Rayhane-mamah / Tacotron-2

DeepMind's Tacotron-2 Tensorflow implementation
MIT License
2.28k stars 904 forks source link

is it right melspectrogram range? #159

Closed Yeongtae closed 6 years ago

Yeongtae commented 6 years ago

When I saw some melspectograms, I found some weird points about range of melspectogram values in [0, 4].

There are 3 melspectrogram files. 0819.zip

@Rayhane-mamah is it right? There seems to be a problem with the range of predicted mel values. So, it affects predicted wav values in synthesis time.

Is it only my problem caused by my mistakes?

Rayhane-mamah commented 6 years ago

Hey @Yeongtae yes that's normal actually. consult tensorboard histograms to see output mels and target mels distributions.

The main idea is that we scale our targets to [0, 4] and add a padding of -0.1 to explicitly model the padding as different from normal silence but, significant enough of some more silence. (Energy lower than silence can only be some more silence). 4 is rarely hit even on real data, and some information is clipped by 0 when going below the minimal allowed energy (likely to be noise).

When training, the model really doesn't have explicit limiters to not provide output values lower than 0 (or higher than 4 for that matter of fact). The output projections are linear transformations. Same applies for the post processing networks (5 conv layers w 4 tanh in between, no activation to the last layer). Thus the model tends to make negative predictions that also play the role of silence.

As long as wavenet is both trained with those unclipped GTA features, this causes no problem whatsoever during synthesis. Even if the model is trained on ground truth, some small negative values shouldn't be a problem if the model is trained right; Maybe for safety, one might add explicit clipping to [0, 4] prior to synthesis if the Wavenet is trained with ground truth.

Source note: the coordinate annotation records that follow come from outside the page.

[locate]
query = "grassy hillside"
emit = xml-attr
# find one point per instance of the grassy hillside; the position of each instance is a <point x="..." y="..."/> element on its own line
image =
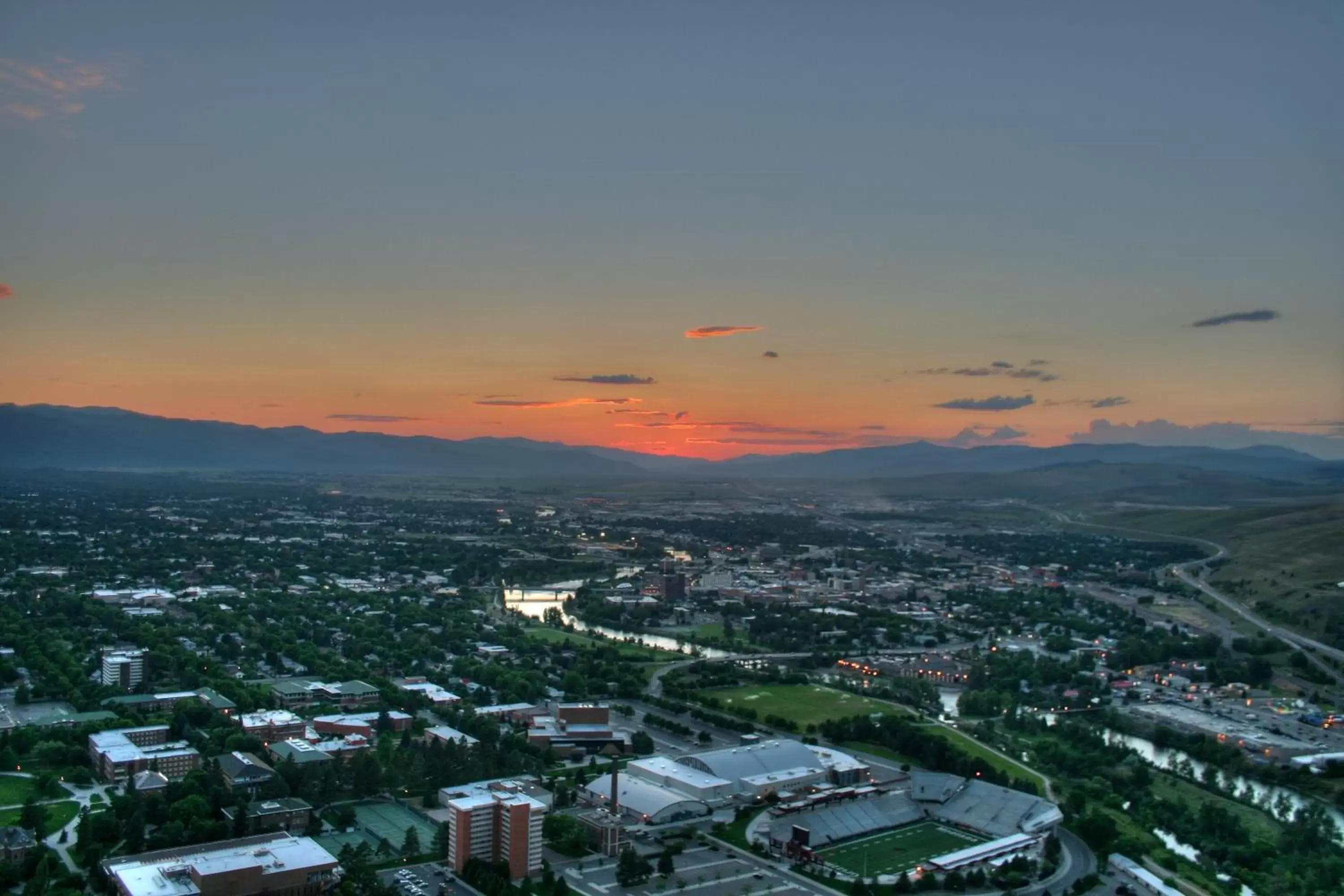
<point x="1284" y="560"/>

As for my personal thought, those small Tacotron "mistakes" (which are normal to be there in any regression model) give away some information about the Tacotron model behavior, thus I prefer to keep them in the wavenet side, to have a chance of adapting the upsampling network to the Tacotron behavior (reduce the cross model accumulated error by actually training wavenet on those errors hoping it adapts to them). A best case scenario would be to completely train T2 altogether (from text to speech) using the same back propagation to update all parameters altogether. Sadly, GPUs can't hold such a big model, (wavenet would have to synthesize speed of multiple seconds instead of parts of it). I believe baidu discuss that this gives better results in their ClariNet paper. As a consequence, I prefer to keep natural flow between models with very minimal human intervention (at most, apply rescaling between supposedly [0,4] and [0,1] without clipping).

As a conclusion, this shouldn't be causing as big a problem as you think during synthesis (unless the Tacotron model is really off in a way it's making completely absurd predictions, which usually isn't the case). To verify this even further, you can visualize both original and GTA mels using our plot functions here or by checking out the distributions in tensorboard. There shouldn't be much differences other than high frequencies and silence ranges. The most important speech information should be modeled correctly. But overall, a good trained Tacotron model should have consistent spectrograms with the real ones (visually).

Notes:

I hope this answers most of your questions? If not, please feel free to ask anything else that seems to be causing problems with synthesis. Of course if you have a different insight, or maybe ideas of improving on the overall model quality, I am always open for improvements :)